Khadijah Lacina has recently returned to the States after almost ten years living in Yemen. While trying to get over her culture shock, she spends her time homeschooling, writing, knitting, crocheting, playing in the dirt trying to grow things, and messing around with herbs.

March 7 – Horses, Motorcycles and Lemons


by Tania Pryputniewicz

I can’t stop being attracted to horses so maybe I should just ride one; is it spring, or the astral maneuverings of my daughter’s obsession with horses surfacing as if I’d thought of it myself?

Like the woman with grey eyes and coral mouth preparing to mount her motorcycle in front of Howard’s Station over the weekend, sheathed in her leathers, something about the loose black hood framing her silver hair that made her appear as a nun as she tilted her head to slide on her helmet. We exchange a few words on Ninjas and I consider briefly, riding one again, almost not afraid of dying again, my daughter standing quietly at my side.

Not since the screaming descent, before children, on the carbon-fiber frame of a bicycle, my husband’s helmet glinting far below through the sun/shadow spattered curves I had yet to navigate, have I used that full-body lean and swerve to sweep the curves for the joy of it–with that unhesitating precision you need on a motorcycle. And without that god-commanded umbilical restraint hardwired into mothers that keeps them within a two foot radius of their children at all times.

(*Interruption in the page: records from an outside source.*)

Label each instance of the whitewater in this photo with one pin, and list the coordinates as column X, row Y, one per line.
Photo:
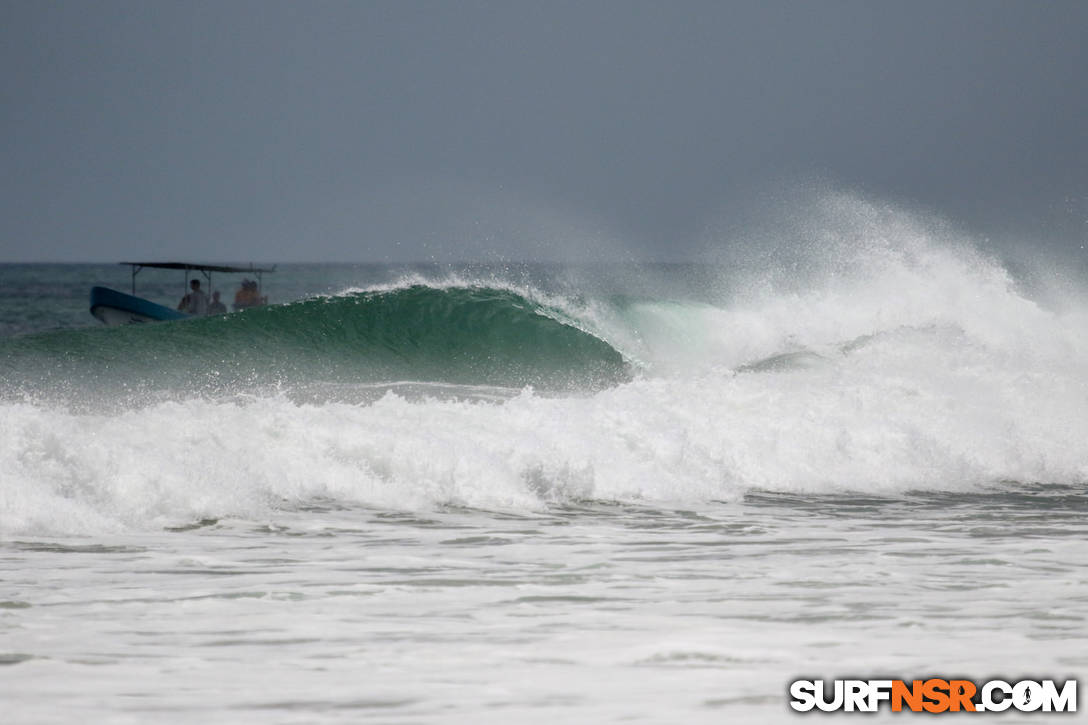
column 498, row 492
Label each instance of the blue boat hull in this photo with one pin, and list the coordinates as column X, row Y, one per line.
column 113, row 307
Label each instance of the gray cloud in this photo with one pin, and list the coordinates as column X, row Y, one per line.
column 408, row 131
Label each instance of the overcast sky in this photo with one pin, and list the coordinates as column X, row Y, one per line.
column 408, row 131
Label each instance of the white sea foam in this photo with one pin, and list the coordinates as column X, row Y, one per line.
column 900, row 360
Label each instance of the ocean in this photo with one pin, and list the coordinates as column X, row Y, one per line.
column 520, row 493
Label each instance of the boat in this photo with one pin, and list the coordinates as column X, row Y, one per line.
column 113, row 307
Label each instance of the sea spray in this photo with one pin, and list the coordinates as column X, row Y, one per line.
column 897, row 361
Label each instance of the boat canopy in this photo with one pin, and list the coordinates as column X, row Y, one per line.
column 204, row 269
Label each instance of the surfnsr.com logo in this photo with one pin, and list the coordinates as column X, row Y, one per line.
column 932, row 696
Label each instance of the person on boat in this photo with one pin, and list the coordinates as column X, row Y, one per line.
column 196, row 302
column 217, row 307
column 247, row 295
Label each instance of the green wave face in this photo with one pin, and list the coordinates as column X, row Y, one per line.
column 461, row 335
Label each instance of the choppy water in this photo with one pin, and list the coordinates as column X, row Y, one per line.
column 518, row 493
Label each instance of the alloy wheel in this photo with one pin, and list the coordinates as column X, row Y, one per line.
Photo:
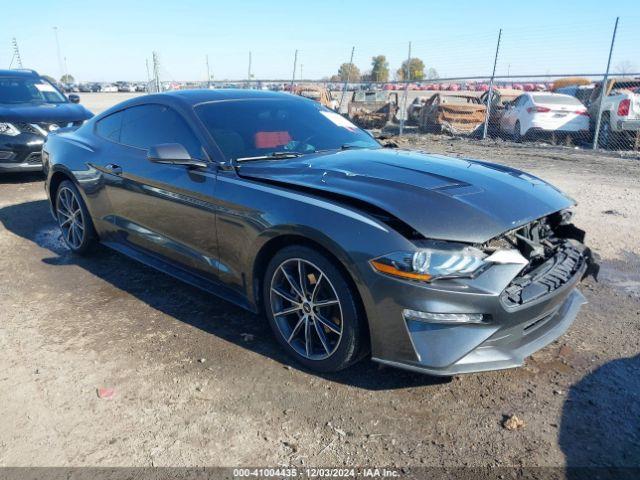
column 306, row 309
column 70, row 218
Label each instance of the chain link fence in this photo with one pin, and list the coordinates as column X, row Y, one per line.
column 571, row 83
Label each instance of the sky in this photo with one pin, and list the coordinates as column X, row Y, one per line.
column 111, row 40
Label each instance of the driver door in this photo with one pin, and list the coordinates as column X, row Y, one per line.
column 163, row 209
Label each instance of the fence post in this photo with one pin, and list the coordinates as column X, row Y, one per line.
column 489, row 97
column 406, row 91
column 295, row 66
column 603, row 88
column 344, row 87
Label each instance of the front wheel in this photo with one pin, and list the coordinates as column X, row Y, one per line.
column 74, row 219
column 313, row 311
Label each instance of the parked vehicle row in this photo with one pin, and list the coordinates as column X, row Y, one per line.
column 32, row 107
column 286, row 208
column 568, row 113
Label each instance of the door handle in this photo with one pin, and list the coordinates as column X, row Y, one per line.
column 113, row 168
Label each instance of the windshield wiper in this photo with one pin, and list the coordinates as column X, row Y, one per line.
column 271, row 156
column 346, row 146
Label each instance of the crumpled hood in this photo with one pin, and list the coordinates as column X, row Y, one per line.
column 44, row 112
column 441, row 197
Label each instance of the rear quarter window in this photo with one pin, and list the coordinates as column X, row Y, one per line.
column 109, row 127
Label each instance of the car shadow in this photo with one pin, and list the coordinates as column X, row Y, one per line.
column 32, row 221
column 600, row 425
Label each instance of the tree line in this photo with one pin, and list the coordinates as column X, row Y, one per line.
column 413, row 67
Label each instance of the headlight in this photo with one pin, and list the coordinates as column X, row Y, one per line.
column 429, row 264
column 8, row 129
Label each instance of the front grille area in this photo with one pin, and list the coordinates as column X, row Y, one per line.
column 34, row 158
column 546, row 277
column 43, row 128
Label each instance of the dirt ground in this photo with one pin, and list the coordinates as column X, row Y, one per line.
column 199, row 382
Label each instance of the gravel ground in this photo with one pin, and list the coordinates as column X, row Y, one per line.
column 191, row 388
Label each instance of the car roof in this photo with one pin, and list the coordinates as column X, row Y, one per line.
column 191, row 98
column 19, row 73
column 194, row 97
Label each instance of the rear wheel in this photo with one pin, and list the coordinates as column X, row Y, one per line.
column 312, row 310
column 73, row 219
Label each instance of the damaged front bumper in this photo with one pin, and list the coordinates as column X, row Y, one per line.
column 522, row 313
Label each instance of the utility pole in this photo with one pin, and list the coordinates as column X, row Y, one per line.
column 156, row 73
column 346, row 80
column 406, row 90
column 146, row 63
column 16, row 54
column 295, row 66
column 60, row 65
column 603, row 88
column 208, row 72
column 490, row 96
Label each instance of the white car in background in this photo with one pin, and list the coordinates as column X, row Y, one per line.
column 535, row 113
column 109, row 88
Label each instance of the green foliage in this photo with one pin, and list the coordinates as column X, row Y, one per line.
column 349, row 72
column 380, row 70
column 416, row 70
column 432, row 74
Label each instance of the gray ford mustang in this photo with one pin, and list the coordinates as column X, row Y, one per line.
column 350, row 248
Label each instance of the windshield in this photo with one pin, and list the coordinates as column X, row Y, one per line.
column 15, row 90
column 313, row 94
column 257, row 127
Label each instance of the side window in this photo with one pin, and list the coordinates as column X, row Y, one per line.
column 109, row 127
column 148, row 125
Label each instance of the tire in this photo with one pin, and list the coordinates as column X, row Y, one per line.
column 325, row 332
column 517, row 132
column 74, row 221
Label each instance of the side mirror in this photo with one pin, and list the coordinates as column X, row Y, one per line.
column 173, row 154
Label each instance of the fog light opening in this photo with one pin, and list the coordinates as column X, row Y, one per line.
column 455, row 318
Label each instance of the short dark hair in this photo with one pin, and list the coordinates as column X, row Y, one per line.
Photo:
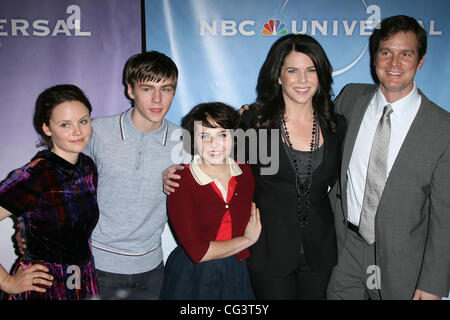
column 269, row 92
column 149, row 66
column 400, row 23
column 47, row 101
column 211, row 115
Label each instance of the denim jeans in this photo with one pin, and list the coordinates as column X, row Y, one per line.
column 140, row 286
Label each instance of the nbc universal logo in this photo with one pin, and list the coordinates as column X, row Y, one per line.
column 276, row 27
column 45, row 27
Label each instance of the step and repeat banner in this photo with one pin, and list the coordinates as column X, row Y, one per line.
column 219, row 46
column 49, row 42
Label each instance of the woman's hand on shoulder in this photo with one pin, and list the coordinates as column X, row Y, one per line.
column 168, row 176
column 253, row 229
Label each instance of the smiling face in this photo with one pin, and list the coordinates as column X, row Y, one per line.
column 396, row 63
column 213, row 144
column 69, row 128
column 152, row 101
column 298, row 79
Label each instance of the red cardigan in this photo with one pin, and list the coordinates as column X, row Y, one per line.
column 196, row 211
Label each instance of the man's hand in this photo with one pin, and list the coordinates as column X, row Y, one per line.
column 168, row 177
column 21, row 245
column 421, row 295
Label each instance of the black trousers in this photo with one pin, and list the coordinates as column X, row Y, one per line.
column 301, row 284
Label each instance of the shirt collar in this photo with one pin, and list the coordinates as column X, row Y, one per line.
column 128, row 130
column 399, row 107
column 202, row 178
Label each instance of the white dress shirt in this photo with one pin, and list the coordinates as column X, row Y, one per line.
column 404, row 112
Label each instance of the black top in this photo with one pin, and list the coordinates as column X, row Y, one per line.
column 278, row 249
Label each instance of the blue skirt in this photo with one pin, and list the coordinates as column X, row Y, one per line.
column 221, row 279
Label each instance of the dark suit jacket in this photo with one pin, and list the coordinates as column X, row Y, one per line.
column 278, row 248
column 412, row 224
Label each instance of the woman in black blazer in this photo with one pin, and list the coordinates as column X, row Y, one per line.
column 296, row 251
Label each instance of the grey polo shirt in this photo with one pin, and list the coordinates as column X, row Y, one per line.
column 127, row 238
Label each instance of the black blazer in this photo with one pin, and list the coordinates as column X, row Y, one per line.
column 278, row 249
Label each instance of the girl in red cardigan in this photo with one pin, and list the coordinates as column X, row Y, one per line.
column 212, row 213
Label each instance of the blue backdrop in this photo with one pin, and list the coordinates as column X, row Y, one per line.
column 219, row 46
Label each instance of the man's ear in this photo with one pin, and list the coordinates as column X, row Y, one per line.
column 130, row 91
column 420, row 65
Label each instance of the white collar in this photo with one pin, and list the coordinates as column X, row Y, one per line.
column 202, row 178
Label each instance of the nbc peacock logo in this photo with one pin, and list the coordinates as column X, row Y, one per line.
column 274, row 27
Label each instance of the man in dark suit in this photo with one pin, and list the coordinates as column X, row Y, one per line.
column 392, row 204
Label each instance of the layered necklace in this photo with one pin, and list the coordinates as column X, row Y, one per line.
column 303, row 188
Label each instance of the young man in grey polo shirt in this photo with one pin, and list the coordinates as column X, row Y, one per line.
column 131, row 150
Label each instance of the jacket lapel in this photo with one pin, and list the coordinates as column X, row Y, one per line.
column 354, row 123
column 409, row 146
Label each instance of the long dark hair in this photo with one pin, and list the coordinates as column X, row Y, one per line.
column 47, row 101
column 270, row 103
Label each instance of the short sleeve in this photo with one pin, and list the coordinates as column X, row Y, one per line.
column 19, row 192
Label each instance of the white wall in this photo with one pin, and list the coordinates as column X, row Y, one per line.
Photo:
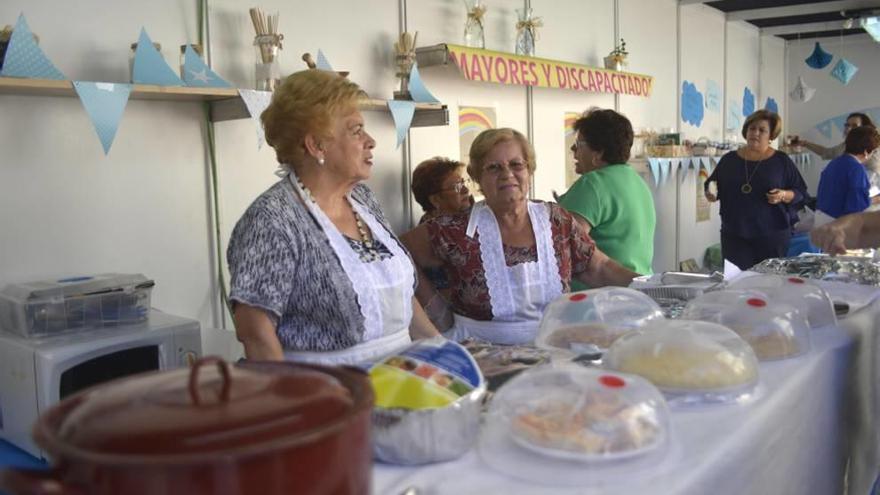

The rider waves, snakes smoothly out of the parking lot. I take my daughter’s hand, steer us and the conversation towards breakfast and the rest of the week’s lessons in gravity and heat. One of my sons will fall out of a lemon tree; one of my sons will mist water from a spray bottle onto a light-bulb. Rinds of glass will continue to appear over the course of the week in the toy boxes under the stairs.

The sound of the shattering glass takes me instantly back to childhood, Illinois, my brother’s lemon meringue filling on the ceiling, thick shards of pie glass exploding into the corners of the kitchen and under the refrigerator the instant my mother took the pie out of the oven and set it on the cold counter.

Here, in San Francisco, the pupil’s of my son’s eyes shutter appropriately tight; talk of a concussion recedes and by afternoon’s end he’s selling the lemons he harvested for fifty cents apiece.

And in the last two miles before our house on the drive home, the wild turkeys with their tan necks jolt raggedly along the edges of the horse pasture…my husband murmuring something about how much horses weigh, how much damage a fall at full gallop can do, why isn’t ballet good enough for our daughter. If horses are meant to be in her life, they’ll find her, I think to myself, knowing better than to share the insight aloud.

It’s not that I find my disinterest in danger waning, but a desire to inhabit the body returning as the kids individuate and release back to me parts of my psyche, incrementally, with highs and lows erratic as the tides. The body follows suit, with time on its hands again, wanting to wrap its arms around the neck of a horse.

Tania lives in California with her husband, three children, kitten, Siberian Husky, and four feral cats. She has an MFA in poetry and taught in the classroom for many years, though recently found herself living more of her life’s dream by working with women writers on-line, including her forthcoming class for SCN this March, Beginning Transformative Blogging.